DUHÂN SURESİ TÜRKÇE OKUNUŞU VE TEFSİRİ
Duhân Sûresi Konusu
Allah Teâlâ, hakla bâtılı, haramla helâli belirlemek ve insanları ebedî hüsranla uyarmak üzere Kur’ân-ı Kerîm’i indirmiştir. Onun esas hedefi Allah’ın varlığı, birliği ve sınırsız kudretini kalplere yerleştirerek onları sadece Allah’a kulluğa çağırmaktır. Peygamberler bu davanın en büyük temsilcileridir. Bu sebepledir ki Hz. Mûsâ’nın Firavun’la olan mücâdelesi örnek verilerek İslâm’ın gâlibiyeti ve İslâm düşmanlarının mağlubiyeti müjdelenir. Son olarak peygamberleri reddedenlerin cehennemdeki acı manzaraları, buna karşılık peygamberlerin izinden gidenlerin nimet, huzur ve mutluluk dolu halleri seyrettirilir.
Duhân Sûresi Hakkında
Duhân sûresi Mekke’de nâzil olmuştur. 59 âyettir. İsmini, 10. âyette geçen ve “duman” mânasına gelen اَلدُّخَانُ (duhân) kelimesinden alır. Resmî tertîbe göre 44, iniş sırasına göre 64. sûredir.
DUHAN SURESİNİN TEFSİRİ
1. Hâ. Mîm.
2. Gerçekleri açıklayan bu apaçık kitaba yemin olsun!

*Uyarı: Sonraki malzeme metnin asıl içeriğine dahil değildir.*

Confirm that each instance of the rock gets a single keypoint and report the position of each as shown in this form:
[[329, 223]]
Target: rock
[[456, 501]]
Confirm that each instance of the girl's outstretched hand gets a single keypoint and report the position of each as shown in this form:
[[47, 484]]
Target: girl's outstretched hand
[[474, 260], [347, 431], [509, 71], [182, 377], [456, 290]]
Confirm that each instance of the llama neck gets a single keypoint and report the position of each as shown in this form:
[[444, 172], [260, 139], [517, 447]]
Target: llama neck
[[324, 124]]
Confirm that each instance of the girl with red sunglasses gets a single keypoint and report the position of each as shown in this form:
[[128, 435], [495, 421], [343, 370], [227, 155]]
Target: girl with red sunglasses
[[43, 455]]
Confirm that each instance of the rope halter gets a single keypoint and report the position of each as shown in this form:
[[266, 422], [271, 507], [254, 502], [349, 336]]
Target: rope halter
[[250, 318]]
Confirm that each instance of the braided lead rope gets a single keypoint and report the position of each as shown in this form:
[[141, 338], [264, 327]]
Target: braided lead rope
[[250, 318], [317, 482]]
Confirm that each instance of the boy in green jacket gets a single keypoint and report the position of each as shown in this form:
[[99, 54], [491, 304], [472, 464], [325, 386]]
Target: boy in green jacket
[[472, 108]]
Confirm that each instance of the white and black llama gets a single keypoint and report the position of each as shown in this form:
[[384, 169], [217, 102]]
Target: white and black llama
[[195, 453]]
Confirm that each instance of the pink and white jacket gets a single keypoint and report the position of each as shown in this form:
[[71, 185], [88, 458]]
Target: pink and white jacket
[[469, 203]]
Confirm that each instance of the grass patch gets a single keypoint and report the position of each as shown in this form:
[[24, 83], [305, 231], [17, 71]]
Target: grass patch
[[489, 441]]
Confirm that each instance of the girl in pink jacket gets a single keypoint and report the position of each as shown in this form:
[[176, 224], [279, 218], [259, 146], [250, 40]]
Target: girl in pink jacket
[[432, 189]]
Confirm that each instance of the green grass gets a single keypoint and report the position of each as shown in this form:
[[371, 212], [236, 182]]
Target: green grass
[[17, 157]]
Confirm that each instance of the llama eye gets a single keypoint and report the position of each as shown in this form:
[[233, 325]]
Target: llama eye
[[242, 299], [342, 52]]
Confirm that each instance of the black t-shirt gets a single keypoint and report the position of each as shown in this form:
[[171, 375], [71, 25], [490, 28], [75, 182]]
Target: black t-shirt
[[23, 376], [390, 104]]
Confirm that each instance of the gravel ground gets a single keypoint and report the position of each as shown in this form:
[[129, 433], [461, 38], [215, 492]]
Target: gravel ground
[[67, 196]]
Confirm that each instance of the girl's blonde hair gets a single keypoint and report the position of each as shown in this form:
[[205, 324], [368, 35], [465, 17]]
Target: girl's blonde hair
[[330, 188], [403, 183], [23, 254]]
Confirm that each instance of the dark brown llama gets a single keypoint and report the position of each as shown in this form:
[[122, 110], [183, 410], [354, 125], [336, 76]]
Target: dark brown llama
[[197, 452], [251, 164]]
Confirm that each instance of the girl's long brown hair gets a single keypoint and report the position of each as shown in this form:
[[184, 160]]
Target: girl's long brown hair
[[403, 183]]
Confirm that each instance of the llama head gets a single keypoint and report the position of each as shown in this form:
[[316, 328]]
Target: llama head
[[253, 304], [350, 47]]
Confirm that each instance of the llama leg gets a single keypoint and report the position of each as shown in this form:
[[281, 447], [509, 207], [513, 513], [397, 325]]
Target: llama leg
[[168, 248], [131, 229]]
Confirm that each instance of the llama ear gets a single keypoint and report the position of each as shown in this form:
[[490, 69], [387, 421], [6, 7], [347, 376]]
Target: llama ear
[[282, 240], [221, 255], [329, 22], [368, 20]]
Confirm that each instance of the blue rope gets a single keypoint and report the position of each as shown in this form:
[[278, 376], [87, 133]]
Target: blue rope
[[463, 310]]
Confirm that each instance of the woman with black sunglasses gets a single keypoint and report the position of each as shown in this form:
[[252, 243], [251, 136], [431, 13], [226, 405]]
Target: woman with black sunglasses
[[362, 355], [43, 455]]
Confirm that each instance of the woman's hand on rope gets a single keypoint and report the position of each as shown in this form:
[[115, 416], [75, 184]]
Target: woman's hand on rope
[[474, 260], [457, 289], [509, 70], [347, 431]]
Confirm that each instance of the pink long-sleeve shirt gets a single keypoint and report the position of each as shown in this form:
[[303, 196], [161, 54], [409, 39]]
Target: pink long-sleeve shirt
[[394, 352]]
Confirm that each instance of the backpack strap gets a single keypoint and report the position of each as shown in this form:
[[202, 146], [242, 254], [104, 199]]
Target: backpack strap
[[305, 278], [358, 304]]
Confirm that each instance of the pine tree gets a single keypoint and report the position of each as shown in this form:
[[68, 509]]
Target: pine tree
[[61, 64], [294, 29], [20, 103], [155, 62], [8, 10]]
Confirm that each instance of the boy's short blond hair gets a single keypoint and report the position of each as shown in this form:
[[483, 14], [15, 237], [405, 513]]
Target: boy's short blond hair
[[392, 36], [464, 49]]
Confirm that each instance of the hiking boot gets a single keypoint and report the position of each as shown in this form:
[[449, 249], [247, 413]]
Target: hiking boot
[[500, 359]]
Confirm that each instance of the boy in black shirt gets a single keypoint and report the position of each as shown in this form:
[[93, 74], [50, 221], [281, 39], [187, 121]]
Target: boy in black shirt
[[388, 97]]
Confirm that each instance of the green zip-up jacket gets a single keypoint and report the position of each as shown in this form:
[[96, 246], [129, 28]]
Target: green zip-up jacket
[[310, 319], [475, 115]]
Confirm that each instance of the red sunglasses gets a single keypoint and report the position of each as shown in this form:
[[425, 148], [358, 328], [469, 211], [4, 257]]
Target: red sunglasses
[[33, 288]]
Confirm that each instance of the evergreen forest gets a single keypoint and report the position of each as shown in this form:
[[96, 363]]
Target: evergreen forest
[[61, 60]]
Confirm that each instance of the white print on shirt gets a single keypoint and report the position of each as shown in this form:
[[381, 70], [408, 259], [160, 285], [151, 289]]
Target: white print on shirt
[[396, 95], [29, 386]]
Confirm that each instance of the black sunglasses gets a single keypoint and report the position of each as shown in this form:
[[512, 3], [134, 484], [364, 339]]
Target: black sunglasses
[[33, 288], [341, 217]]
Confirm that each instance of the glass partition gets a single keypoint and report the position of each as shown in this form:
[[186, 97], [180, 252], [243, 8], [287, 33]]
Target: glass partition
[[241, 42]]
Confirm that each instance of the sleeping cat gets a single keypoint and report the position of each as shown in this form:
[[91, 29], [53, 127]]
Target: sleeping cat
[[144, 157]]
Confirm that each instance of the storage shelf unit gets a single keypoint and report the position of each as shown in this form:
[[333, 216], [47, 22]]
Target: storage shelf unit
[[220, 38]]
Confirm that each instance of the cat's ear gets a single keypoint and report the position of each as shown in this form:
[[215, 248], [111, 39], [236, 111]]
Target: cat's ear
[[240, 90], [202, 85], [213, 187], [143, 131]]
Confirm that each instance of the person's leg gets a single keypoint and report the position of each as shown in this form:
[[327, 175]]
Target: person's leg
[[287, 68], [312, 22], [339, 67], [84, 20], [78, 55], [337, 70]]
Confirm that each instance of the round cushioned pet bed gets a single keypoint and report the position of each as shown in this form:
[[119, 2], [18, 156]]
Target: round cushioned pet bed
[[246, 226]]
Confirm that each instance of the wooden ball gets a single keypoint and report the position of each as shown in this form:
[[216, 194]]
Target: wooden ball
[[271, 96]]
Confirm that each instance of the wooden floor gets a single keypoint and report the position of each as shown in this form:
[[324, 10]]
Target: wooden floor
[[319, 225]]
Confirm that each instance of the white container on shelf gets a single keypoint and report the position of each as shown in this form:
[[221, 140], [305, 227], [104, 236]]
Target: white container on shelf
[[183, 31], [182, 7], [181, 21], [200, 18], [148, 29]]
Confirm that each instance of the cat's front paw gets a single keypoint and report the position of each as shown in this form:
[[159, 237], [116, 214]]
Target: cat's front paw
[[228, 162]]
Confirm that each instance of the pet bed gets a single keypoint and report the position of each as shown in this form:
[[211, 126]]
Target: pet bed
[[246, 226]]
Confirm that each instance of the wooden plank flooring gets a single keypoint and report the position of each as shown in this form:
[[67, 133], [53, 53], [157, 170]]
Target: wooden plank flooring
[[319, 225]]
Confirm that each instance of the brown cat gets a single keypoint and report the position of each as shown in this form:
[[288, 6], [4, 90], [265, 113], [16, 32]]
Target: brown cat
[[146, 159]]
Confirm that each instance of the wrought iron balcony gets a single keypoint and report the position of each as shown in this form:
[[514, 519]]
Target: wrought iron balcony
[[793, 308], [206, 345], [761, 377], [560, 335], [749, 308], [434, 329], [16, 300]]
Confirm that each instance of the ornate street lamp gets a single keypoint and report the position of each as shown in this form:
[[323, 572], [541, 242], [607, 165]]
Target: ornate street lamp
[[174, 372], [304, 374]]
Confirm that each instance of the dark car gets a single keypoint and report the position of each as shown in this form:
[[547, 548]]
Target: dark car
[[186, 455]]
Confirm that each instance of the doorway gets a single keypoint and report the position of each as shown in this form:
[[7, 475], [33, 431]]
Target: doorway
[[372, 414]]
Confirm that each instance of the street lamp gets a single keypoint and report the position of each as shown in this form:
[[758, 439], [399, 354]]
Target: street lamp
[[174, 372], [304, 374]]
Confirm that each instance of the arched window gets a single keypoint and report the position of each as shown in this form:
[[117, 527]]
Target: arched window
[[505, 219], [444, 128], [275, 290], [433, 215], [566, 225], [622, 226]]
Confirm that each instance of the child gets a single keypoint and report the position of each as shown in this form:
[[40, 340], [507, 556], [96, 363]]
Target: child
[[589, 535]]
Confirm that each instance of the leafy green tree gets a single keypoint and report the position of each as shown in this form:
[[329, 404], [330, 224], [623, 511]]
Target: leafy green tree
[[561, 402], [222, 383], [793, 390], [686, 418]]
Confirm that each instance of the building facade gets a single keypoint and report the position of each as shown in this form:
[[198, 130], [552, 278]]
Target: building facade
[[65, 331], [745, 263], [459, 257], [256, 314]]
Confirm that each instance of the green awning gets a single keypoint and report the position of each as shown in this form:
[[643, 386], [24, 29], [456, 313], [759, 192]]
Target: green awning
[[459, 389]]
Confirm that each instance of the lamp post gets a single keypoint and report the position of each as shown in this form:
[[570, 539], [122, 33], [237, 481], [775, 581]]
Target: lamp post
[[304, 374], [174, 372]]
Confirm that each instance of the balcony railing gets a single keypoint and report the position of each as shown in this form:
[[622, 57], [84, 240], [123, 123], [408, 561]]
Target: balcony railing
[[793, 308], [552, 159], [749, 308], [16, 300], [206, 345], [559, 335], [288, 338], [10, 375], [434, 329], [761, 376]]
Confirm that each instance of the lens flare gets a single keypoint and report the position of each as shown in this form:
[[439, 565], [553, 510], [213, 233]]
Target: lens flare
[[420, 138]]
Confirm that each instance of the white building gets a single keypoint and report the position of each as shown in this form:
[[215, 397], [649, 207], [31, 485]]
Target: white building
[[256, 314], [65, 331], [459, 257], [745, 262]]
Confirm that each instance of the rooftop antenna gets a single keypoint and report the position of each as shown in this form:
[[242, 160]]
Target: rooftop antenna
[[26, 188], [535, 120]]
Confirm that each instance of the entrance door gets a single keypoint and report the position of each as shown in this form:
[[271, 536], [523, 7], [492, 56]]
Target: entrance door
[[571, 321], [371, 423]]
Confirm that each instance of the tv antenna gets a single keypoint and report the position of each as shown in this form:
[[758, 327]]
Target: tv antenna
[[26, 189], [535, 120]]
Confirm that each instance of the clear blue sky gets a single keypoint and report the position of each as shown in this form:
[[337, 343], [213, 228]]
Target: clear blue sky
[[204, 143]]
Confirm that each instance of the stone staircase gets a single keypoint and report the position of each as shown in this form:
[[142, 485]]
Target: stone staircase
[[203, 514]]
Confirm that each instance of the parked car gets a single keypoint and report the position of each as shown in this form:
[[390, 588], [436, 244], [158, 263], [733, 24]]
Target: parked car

3. Biz onu kutlu, şerefli ve bereket yüklü bir gecede indirdik. Şüphesiz biz, ondaki ikaz ve ibret dolu haberlerle insanları uyarıyoruz.
4. O gecede, belli hikmetlere binâen Allah tarafından olmasına karar verilmiş her bir iş belirlenir.
5. Tarafımızdan buyrulacak bir emir olarak. Çünkü biz, imtihan için yarattığımız insanı başıboş bırakmaz, ona doğru yolu gösterecek peygamberler ve mesajlar göndeririz.
6. Rabbinden bir rahmet olarak! Şühesiz O, her şeyi hakkıyla işiten, her şeyi hakkiyle bilendir.
Burada bahsedilen gece, Kadir sûresinde tafsilatlı olarak beyân edilen ve Kur’ân-ı Kerîm’in inmeye başladığı Kadir gecesidir. Nitekim Kadir sûresinde Kur’an’ın indirilişinden bahsedilirken, burada da aynı husus beyân edilir. Orada Kur’an أَنْزَلْنَاهُ şeklinde “şan zamiri”yle zikredilirken burada “kitap” ismiyle zikredilir. Buradaki “O gecede, belli hikmetlere binâen Allah tarafından olmasına karar verilmiş her bir iş belirlenir” (Duhân 44/4) âyeti, Kadir sûresinde “O gecede melekler ve ruh iner” (Kadir 97/4) âyetine uygun düşer. Burada “Tarafımızdan buyrulacak bir emir olarak” (Duhân 44/5) ifadesi Kadir sûresindeki “Rablerinin izniyle her türlü iş için” (Kadir 97/5) buyruğuna uygun düşer. Demek ki bunların hepsi kadir gecesinin hususiyetleridir.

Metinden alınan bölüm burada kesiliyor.